The Hawkeyes are 10-0 and they can thank their veteran head coach who is totally not a robot.

A lot of humans clap their hands
A lot of humans clap their hands
Jeffrey Becker-USA TODAY Sports

Iowa is 10-0 for the first time in program history.

Nobody could have predicted that - certainly not a machine.

And that, in a sense, is why we are where we are now.

You see, there is no "New Kirk." There is just human Kirk and he is putting his blood, sweat and tears (all human features no less) into making the Hawkeyes one of the best teams in the country.

He's certainly no android, that's for sure. We know it, and importantly Kirk knows it.

I'm not sure that was always the case. In fact, I've long held the suspicion that Ferentz identified himself as a cyborg, designed to coach football, run a zone blocking scheme and punt the ball.

Last year's season took the cake. Iowa ran the same repetitive game plan (repetitive action is a machine's best friend) and did it with personnel that did not suit it. In a nutshell, Iowa was unable to adapt. And that is because Kirk Ferentz believed he was a robot.

Think about it... the gum-chomping, the continuous note-taking, the clapping no matter how a drive ended. You could totally see Arnold Schwarzenegger doing those things in one of the Terminator movies.

And just like the Terminator movies had a famous catchphrase, so too did the 2014 Iowa football season.

That's football.

So simple, so succinct, so efficient. It is totally something a man thinking he was a robot thinking he was a football coach would say. And guess what: that's football is three syllables. Know what else is? I'll be back. We're through the looking glass people.

So what prompted the change, how did we get human Kirk?

Well, like many of the good things this season, you do not have to look much further than junior cornerback Desmond King.

Let me set the scene. 12:15 to go in the first quarter, Tennessee ball on 2nd-and-11. Jalen Hurd takes a handoff gets to the edge and is pushed out of bounds by King after a gain of 25 yards.

King cannot stop, however, and ends up bowling into someone on the sideline. That someone was Kirk Ferentz.

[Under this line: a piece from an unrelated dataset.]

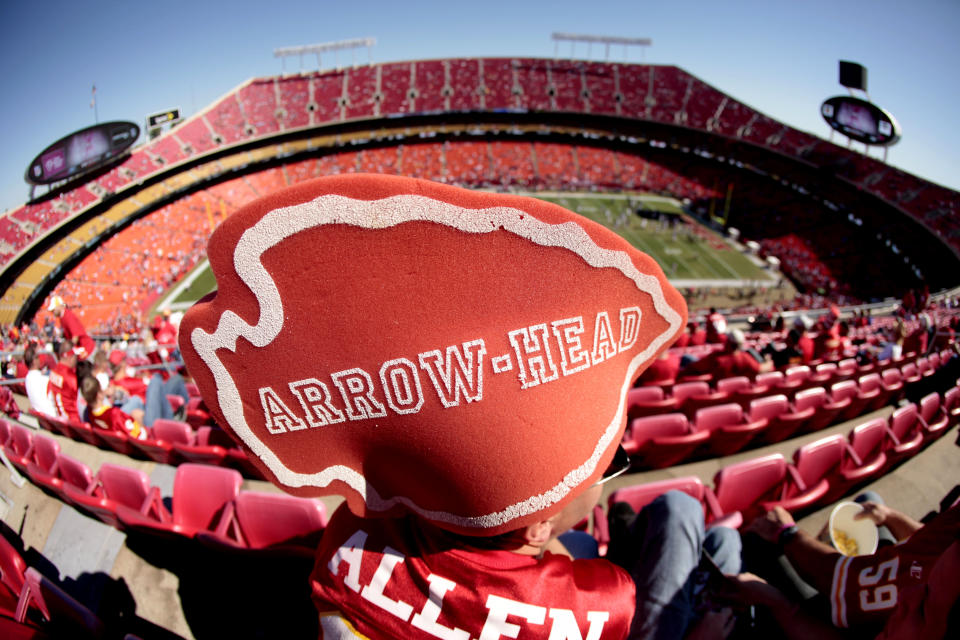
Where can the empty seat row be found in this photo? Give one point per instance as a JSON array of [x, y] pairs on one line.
[[819, 473], [206, 501]]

Ferentz takes a big tumble, but gets up (a robot after all is indestructible). Ferentz, though, also has a gash by his eyebrow. That's not oil. It's blood. You know, like a human would have.

Ferentz not surprisingly is rattled and it rubs off on his team. The Volunteers run roughshod over Iowa, while the Hawkeyes produce one of the worst kickoff returns of all time.

I hope you get a good look at the picture above. That is the look a man gives when he is contemplating whether he truly is a robot or not.

We learned what Ferentz decided in short order. Iowa released a new depth chart just days after the bowl game, then made a very human decision in choosing a change from the norm and switching up quarterbacks.

All during the offseason, Ferentz talked of how his program was forced to evaluate everything. If that's not a subtle hint that screams: "I'm sorry I thought I was an android built exclusively to coach football, was hit in the head, noticed I was bleeding, realized I was actually human and am now using all of those human traits to my advantage" I don't know what is.

And now here we are. Iowa has used a varied running attack, broken out a fake field goal or two and rode the arm and moxie of its quarterback to a 10-0 mark. Kirk Ferentz is sitting in a giant nest for god's sake. The Hawkeyes are the most human they've ever been and they can thank their human head coach.

That is football. And totally human because I left out the apostrophe.